Holter and heart rate variability (HRV) analysis.
Nine dogs in G1 presented arrhythmias. Their exact classifications are presented in Fig 8. For the quantitative analysis, the animals were classified into three categories (Fig 9): Category 0: presence of 15 isolated events or pairs. Absence of ventricular tachycardia or supraventricular tachycardia; Category 1: presence of 15 to 200 isolated events or pairs, or presence of supraventricular tachycardia or unsustained ventricular tachycardia; Category 2: presence of more than 200 events and presence of supraventricular tachycardia or sustained/unsustained ventricular tachycardia.

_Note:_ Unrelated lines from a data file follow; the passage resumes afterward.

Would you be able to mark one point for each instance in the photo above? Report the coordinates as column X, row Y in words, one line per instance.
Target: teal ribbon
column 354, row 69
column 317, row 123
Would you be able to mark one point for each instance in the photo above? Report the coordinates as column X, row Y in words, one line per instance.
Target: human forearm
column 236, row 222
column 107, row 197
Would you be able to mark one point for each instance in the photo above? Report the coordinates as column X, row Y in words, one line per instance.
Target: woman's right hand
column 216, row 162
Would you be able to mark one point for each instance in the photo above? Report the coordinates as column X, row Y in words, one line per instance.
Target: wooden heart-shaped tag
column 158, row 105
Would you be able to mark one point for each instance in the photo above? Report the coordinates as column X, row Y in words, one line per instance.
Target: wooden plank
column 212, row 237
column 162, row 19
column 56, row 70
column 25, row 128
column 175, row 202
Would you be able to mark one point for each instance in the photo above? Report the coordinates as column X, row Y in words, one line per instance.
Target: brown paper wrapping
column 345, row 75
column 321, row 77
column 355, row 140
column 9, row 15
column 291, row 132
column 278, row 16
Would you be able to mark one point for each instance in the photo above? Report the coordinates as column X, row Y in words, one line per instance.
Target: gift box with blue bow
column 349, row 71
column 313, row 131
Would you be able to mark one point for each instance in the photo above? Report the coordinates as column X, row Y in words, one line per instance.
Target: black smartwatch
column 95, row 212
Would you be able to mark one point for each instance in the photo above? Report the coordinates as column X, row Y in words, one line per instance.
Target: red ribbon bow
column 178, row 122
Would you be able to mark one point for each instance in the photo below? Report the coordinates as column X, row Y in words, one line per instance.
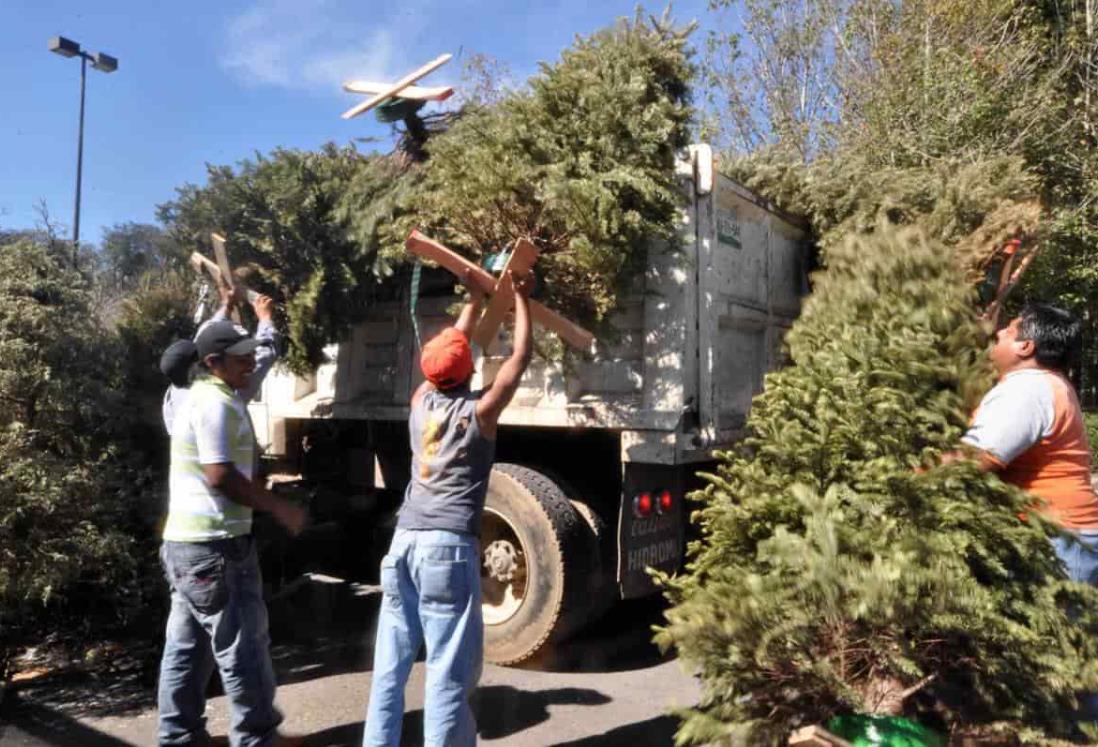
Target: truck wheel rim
column 503, row 569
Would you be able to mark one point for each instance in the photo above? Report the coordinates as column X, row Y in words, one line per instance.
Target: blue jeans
column 1079, row 556
column 430, row 593
column 217, row 619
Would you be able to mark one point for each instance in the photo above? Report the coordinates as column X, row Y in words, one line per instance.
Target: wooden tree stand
column 816, row 736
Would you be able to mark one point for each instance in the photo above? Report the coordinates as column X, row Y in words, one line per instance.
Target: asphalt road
column 608, row 687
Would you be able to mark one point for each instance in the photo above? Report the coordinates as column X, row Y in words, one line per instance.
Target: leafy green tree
column 582, row 162
column 832, row 576
column 944, row 113
column 69, row 488
column 129, row 251
column 279, row 213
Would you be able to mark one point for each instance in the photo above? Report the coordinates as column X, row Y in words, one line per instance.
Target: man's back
column 1031, row 423
column 451, row 460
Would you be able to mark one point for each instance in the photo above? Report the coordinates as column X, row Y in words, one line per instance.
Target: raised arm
column 467, row 320
column 500, row 393
column 230, row 482
column 270, row 345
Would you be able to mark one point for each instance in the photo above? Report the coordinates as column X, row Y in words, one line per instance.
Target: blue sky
column 206, row 81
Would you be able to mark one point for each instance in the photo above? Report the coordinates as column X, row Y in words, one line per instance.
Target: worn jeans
column 1079, row 556
column 217, row 619
column 430, row 593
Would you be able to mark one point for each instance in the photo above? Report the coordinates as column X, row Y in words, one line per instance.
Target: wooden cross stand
column 220, row 269
column 503, row 294
column 402, row 89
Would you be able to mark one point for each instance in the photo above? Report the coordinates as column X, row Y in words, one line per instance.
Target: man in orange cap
column 430, row 577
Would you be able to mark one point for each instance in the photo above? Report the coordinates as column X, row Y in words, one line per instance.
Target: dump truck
column 595, row 453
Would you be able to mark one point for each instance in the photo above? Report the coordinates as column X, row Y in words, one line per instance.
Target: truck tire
column 536, row 554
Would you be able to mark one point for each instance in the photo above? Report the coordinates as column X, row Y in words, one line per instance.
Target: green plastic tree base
column 884, row 731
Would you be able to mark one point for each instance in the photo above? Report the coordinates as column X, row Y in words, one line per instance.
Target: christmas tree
column 837, row 575
column 582, row 159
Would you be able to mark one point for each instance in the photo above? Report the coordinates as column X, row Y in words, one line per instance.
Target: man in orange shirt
column 1029, row 428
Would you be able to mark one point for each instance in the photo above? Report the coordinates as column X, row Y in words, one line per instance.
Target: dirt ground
column 608, row 687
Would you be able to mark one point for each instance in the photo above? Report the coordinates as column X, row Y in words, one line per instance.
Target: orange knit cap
column 447, row 360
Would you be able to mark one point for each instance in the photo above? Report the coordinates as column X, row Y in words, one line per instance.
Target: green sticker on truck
column 728, row 230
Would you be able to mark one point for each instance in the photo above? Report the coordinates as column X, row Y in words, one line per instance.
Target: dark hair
column 1056, row 334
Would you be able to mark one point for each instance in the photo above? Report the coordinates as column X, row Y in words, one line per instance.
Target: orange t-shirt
column 1032, row 424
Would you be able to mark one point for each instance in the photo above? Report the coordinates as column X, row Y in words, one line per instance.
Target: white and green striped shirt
column 212, row 427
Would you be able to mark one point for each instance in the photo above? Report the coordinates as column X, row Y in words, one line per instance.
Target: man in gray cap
column 209, row 554
column 179, row 358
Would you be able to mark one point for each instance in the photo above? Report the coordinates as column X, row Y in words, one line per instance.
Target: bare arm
column 984, row 459
column 499, row 396
column 270, row 345
column 227, row 480
column 467, row 320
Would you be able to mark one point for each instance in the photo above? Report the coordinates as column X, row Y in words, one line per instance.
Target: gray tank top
column 450, row 464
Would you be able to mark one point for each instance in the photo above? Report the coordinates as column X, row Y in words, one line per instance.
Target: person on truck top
column 178, row 360
column 430, row 576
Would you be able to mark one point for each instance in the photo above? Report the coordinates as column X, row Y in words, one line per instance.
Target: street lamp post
column 103, row 63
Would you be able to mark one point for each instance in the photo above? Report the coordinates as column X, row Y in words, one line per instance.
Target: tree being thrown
column 831, row 576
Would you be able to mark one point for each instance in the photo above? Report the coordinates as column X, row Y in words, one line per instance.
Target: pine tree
column 835, row 577
column 581, row 159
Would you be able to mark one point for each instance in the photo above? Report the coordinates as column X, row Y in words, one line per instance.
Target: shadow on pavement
column 654, row 732
column 33, row 725
column 620, row 642
column 503, row 710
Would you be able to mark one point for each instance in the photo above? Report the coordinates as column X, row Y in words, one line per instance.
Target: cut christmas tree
column 581, row 160
column 833, row 575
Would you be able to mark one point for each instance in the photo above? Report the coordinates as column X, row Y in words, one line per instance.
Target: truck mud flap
column 651, row 525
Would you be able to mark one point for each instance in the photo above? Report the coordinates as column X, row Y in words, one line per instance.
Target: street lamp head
column 104, row 63
column 65, row 47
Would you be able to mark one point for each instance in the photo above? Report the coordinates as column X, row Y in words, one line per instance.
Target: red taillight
column 665, row 501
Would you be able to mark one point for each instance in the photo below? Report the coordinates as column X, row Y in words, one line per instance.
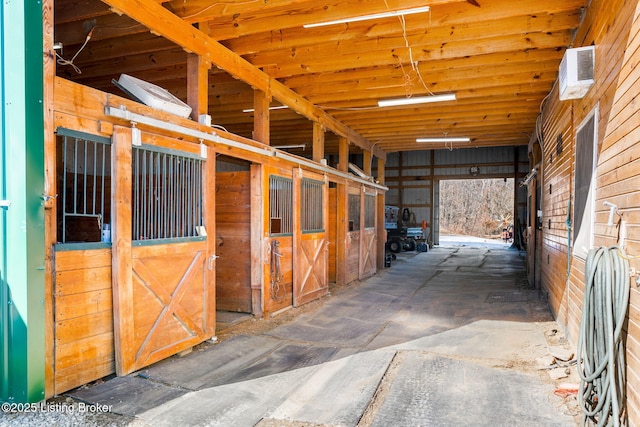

Supraventricular arrhythmias occurred in the form of isolated ectopic events and in pairs, not exceeding 20 events in nine of the 20 animals (45%). Periods of supraventricular tachycardia occurred in three cases (15%). Two of them were merely for a short duration, but the third presented twelve instances of moderate duration, approximately five seconds each. One dog that died during the 28-day follow up presented several escapes originated in the atrium during the 24-hour recording.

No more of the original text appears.